Lawnmower Man
I hate mowing lawns. Hate. HATE. Mowing the lawn was the one duty I was tasked with as a teenager, and it scarred me for life. The Midwest in the summertime is a special Hell, and for your sins, you'll mow when it's 95 degrees/98 percent humidity. My allergenic torments: the smell of cut grass was like tear gas, and the lawn clippings on my bare legs might as well have been poison oak. Eyes and nose running, shins itching, I'd bitch and curse my way through my appointed task every weekend. (At one point, I distinctly remember calling it "the cunting lawn". Such was the level of my vitriol. I don't think even British people use that particular c-word modification, and our friends across the pond, they know how to spin a cuss word.) I'm sure I wasn't the only kid who prayed for rain on Saturdays and Sundays, or better yet a drought, or perhaps some vast black seething clouds of hungry locusts. (MOWING. HATE.) Many teenagers, upon leaving The Nest, take it upon themselves to do everything that their parents told them they couldn't: drink, smoke, do drugs, buy a motorcycle, date a (INSERT ETHNO-RELIGIOUS GROUP HERE). My ambitions were slightly less picaresque. I swore that I'd never mow another lawn again. And for some twenty years, I upheld that oath. I lived in dorms, then apartments, and when we moved into our first bona fide house, a house with a huge backyard rife with lush, green, evil Grass, I promptly hired a gardening service. "Mow and blow, fellas." The chugging of the lawnmower (along with the smoky belching roar of the hated leafblower) was sweet music, because it was someone else doing the mowing. The noise was the perfect soundtrack to my sloth.

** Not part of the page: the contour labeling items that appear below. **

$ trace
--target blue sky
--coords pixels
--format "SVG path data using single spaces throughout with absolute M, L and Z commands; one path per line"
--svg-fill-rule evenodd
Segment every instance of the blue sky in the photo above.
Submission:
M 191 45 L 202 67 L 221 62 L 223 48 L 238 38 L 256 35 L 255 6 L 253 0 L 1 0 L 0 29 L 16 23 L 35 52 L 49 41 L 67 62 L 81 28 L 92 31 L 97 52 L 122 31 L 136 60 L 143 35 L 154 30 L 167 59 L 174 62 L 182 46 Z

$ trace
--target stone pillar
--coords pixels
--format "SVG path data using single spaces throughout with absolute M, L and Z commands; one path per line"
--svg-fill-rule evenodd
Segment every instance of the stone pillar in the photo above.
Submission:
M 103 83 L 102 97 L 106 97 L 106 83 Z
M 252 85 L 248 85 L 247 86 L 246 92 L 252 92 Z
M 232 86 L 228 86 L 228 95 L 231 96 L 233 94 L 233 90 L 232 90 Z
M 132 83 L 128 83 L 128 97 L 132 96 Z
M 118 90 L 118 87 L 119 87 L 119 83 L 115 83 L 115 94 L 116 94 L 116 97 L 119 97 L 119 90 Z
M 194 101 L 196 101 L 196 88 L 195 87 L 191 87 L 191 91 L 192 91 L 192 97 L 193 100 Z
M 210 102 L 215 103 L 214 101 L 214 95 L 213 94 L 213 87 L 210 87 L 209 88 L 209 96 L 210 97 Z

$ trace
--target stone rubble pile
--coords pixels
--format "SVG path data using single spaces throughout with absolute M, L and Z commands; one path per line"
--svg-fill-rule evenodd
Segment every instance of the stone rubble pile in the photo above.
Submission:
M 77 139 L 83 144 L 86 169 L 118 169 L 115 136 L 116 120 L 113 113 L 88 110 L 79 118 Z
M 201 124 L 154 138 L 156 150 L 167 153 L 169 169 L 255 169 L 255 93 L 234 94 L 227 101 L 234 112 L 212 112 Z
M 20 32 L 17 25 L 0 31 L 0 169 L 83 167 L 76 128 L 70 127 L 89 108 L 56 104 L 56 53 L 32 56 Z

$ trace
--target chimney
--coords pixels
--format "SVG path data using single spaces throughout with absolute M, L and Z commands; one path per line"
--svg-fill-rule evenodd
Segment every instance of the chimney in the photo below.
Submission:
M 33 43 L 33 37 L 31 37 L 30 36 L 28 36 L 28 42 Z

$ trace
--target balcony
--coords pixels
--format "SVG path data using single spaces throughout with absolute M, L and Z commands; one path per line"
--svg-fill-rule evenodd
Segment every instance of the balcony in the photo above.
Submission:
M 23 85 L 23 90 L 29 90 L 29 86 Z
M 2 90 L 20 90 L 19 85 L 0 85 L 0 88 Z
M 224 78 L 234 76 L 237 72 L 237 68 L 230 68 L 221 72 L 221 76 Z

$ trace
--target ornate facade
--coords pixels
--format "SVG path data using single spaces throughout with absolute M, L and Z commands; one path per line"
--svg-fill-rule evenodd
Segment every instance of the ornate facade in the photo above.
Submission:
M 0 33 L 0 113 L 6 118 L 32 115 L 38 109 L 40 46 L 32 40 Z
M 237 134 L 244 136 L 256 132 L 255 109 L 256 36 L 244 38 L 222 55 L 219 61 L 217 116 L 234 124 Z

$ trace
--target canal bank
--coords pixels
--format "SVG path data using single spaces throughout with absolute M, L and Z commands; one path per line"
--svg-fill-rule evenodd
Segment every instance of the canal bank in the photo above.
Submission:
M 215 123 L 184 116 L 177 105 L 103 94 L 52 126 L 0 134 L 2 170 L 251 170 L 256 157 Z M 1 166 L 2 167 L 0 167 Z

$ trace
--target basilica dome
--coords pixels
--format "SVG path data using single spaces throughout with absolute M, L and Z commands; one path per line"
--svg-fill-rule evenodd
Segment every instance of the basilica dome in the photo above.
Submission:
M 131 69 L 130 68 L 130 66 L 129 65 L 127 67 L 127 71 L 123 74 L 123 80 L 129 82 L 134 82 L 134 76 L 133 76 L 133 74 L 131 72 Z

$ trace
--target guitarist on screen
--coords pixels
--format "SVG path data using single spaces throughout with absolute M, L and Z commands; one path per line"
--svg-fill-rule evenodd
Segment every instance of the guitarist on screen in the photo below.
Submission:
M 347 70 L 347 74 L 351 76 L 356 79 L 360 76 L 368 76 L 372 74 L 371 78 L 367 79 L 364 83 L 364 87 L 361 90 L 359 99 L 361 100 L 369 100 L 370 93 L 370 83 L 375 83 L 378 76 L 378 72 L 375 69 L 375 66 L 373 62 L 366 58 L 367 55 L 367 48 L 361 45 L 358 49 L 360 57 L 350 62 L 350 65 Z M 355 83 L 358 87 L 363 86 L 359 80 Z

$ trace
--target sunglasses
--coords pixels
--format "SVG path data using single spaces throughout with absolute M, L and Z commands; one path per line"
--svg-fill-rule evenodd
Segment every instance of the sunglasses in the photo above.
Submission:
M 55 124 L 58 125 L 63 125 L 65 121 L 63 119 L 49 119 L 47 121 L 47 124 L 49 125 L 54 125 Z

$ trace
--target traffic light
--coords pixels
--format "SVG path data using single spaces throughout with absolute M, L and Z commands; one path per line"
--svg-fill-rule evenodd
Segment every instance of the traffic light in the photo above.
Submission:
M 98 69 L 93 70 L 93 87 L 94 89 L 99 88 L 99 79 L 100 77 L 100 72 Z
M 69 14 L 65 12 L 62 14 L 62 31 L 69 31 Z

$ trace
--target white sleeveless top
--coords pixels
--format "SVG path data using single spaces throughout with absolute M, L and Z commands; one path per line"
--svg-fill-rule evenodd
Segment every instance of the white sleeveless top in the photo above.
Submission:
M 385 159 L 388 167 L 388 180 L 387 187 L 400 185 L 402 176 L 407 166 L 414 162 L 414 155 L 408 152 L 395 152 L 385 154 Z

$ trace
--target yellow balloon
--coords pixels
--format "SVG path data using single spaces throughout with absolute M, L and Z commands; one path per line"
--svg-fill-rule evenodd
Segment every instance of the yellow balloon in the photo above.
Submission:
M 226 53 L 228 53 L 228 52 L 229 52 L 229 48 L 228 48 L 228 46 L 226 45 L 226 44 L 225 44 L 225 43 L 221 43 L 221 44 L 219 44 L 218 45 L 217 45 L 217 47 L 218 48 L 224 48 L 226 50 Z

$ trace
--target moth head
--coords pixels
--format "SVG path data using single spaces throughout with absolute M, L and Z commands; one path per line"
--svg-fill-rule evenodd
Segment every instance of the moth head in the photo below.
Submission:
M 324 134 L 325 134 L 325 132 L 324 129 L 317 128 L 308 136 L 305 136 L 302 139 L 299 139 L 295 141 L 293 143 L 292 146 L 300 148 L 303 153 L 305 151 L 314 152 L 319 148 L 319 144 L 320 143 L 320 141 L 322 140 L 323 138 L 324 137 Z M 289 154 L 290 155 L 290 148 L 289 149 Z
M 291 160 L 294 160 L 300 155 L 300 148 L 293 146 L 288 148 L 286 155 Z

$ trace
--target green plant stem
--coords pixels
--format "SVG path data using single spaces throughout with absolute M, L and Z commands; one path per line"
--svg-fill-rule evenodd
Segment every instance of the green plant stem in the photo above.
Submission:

But something happened when we began the process of moving to the new Casa Avant, which also has a yard. I began pricing push mowers. And lawn rakes. I wanted to mow. No - I needed to mow.
It's not a real yard, by the standards of those who have actual backyards; maybe 30 square feet of grass, enough room for the dog and the kids to stretch their legs, perfectly sized for grownup lounging, ideal for landscaping-averse fellows like me. And maybe that was where it started. Surely it'd be stupid for me to actually pay someone to mow our little patch of grass. Yeah, it's California, where you just don't do your own groundskeeping - most of us lack the time, the know-how, and the Competitive Neighbor streak ("Frank's mowing his own yard? Frank don't surf!") to want to deal with the grass. But our modest yard...yeah, I could do that.
And so it was that I came home from the Depot with a $75 Scott five-bladed rotary push mower and a $10 rake. Human-powered! Possibly providing a bit of a workout! And since neither it nor the accompanying rake used gas or electricity, environmentally friendly! Suck it, OPEC! I rolled the mower out to the backyard - happy to report that no toes were amputated in the process - and began. The grass was dense; it had been a couple of weeks since it had been mowed, and the mower choked on the turf a few times. Back and forth I went, sweating in the hot sun. My legs began to itch. My nose hairs felt like pungee stakes. Twenty minutes later, I surveyed my work. Nice job, I thought. Looks good...except for that patch there. Back over it with the mower. Then...missed another spot. Back over it with the mower. Ok, looks go...shit, missed another spot. And another. And another. I began to suspect that the grass was sentient, that sections of it were laying down on purpose just to fuck with me. "There appears to be an event happening", I muttered. I smelled like a public gym locker stuffed with alfalfa and yet the thought of having someone else do this never crossed my mind.
Twenty minutes after that - yes, forty minutes to mow thirty feet of yard - I was satisfied. The lawn looked neat, kempt. It occurred to me that the need to mow was a symptom. And I understood, after all these years, the Why of Yard Work. The yard's our little piece of the earth. In the long view, the whole thing's pointless - all that sweating and sneezing and itching, and still the grass grows back, or it gets muscled aside by weeds, or a butterfly in China flaps its wings setting off a chain of events eventually resulting in a Santa Ana wind that sends a fire down the canyon, which then reaches the yard and torches the grass. Chaos and entropy, man. Nothing for it but to mow.